Third, and a central feature of this column, how does one make photonic metamaterials? All reports so far of photonic metamaterial fabrication have relied on top-down methods such as electron beam lithography, direct laser writing and nanoskiving. As nanochemists, is there a way for us to bring the same bottom-up techniques that we successfully applied to photonic crystal fabrication to the world of metamaterials? What molecular or materials structures and compositions should be synthetic targets for photonic metamaterial building blocks and their arrays besides gold? Also what properties of photonic metamaterials should be sought after and what are the best ways for evaluating these properties? And what properties of photonic metamaterials can be usefully exploited in chemistry and biochemistry, biology and medicine?

As far as I can judge, a bottom-up approach to photonic metamaterials is proving to be quite a challenge. Gaining synthetic access to building blocks with complex shapes like split-rings and spirals having sub-100 nm dimensions and self-assembling them into periodic arrays with predefined geometries is not easy. It is at the cutting edge of nanochemistry! In this context, a couple of bottom-up inroads to large-area split-ring arrays could make use of multi-tip dip pen nanolithography coupled with metal electrodeposition or template directed self-assembly using nanodroplet wettability arrays and metal nanocrystals.

With respect to possible applications one can seek to exploit the unique properties of photonic metamaterials, namely that conduction electric and magnetic resonances both become observable at optical wavelengths. This in principle provides an extra degree of analytical freedom beyond that offered by plasmon resonance spectroscopy for monitoring local changes in the environment of split-rings caused by chemical, biochemical, thermal, photochemical and electrochemical stimuli.

In this context one can imagine dynamic tuning of the photonic properties of gold metamaterials by selective chemical etching or galvanostatic reconstruction of the split-ring units in an array to change the optical resonant frequencies. One can also envision gold metamaterial arrays coated with self-assembled monolayers based upon alkanethiolates with terminal groups designed to recognize DNA, proteins and peptides, viruses, bacteria and cells through changes in the electric and magnetic optical resonances of the metamaterials that might outperform straight plasmonic probes. Gain materials like dyes, polymers and quantum dots chemically tethered to metamaterials could help ameliorate optical absorption losses that plague metals like gold. Another interesting study would be to gradually bend a gold nanorod into a split-ring configuration to see when the diagnostic transverse and longitudinal plasmon resonances of the nanorod transform into the electrical and magnetic resonances of the metamaterial. And as it is well documented that gold nanorods can be functionalized on their ends and sides with different kinds of self-assembled monolayers, one can imagine the same being accomplished with the gold split-ring and this attribute used to selectively tune the electric and magnetic resonances through end- and side-selective chemical recognition or by altering the capacitance across the ends of the ring.

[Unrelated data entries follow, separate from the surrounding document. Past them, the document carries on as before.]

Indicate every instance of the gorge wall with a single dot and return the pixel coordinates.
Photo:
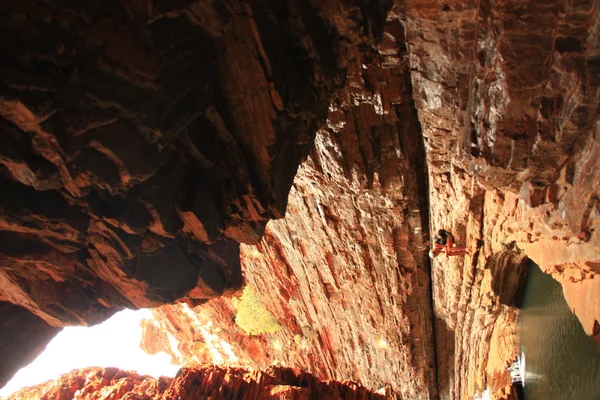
(192, 384)
(506, 99)
(144, 142)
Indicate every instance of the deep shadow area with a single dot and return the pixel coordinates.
(562, 362)
(508, 275)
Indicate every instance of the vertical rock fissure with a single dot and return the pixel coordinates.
(412, 144)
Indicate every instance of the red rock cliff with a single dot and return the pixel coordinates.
(478, 117)
(143, 141)
(194, 383)
(506, 98)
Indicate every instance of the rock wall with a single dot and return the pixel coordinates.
(143, 141)
(193, 383)
(506, 96)
(345, 272)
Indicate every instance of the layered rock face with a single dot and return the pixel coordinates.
(193, 383)
(143, 141)
(506, 95)
(345, 272)
(477, 117)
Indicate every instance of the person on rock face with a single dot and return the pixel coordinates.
(444, 243)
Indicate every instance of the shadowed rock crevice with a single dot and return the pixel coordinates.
(143, 141)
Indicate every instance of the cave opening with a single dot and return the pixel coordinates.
(112, 343)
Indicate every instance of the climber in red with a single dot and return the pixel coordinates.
(444, 243)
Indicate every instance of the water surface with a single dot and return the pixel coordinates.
(562, 362)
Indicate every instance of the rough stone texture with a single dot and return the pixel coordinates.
(192, 384)
(345, 272)
(507, 94)
(142, 141)
(490, 107)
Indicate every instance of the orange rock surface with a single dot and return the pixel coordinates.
(192, 384)
(135, 183)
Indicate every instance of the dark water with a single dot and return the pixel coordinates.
(562, 362)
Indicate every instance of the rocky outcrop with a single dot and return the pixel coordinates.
(193, 383)
(141, 150)
(143, 141)
(506, 97)
(345, 272)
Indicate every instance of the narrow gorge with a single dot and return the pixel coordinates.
(174, 155)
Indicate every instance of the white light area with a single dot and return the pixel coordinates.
(113, 343)
(219, 349)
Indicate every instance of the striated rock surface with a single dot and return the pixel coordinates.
(193, 383)
(506, 96)
(345, 272)
(143, 141)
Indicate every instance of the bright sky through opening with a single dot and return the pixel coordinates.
(114, 343)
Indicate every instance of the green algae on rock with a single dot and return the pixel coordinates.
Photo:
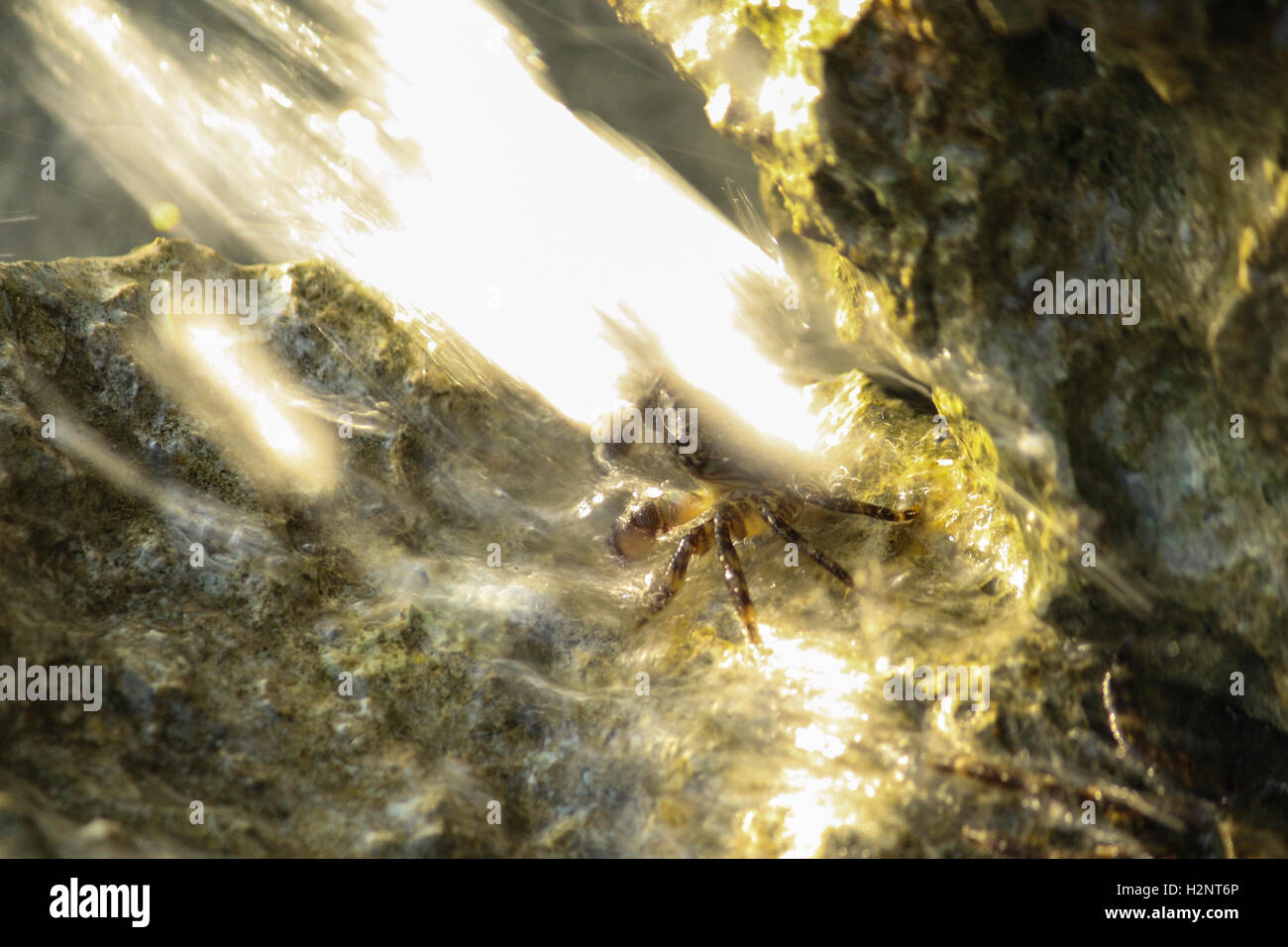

Also what materials besides gold are useful for other photonic metamaterials objectives? Can one for instance build solid-state properties like piezoelectricity, ferromagnetism or photoconductivity into photonic metamaterials to create a whole new world of multifunctional photonic metamaterials? It is interesting to ask, of the many perceived applications of metamaterials which one could make it first as a real product to the marketplace? How about the perfectly absorbing optical black hole solar cell?

If some of these ideas could be reduced to practice it seems to me that nanochemistry has a lot to offer photonic metamaterials.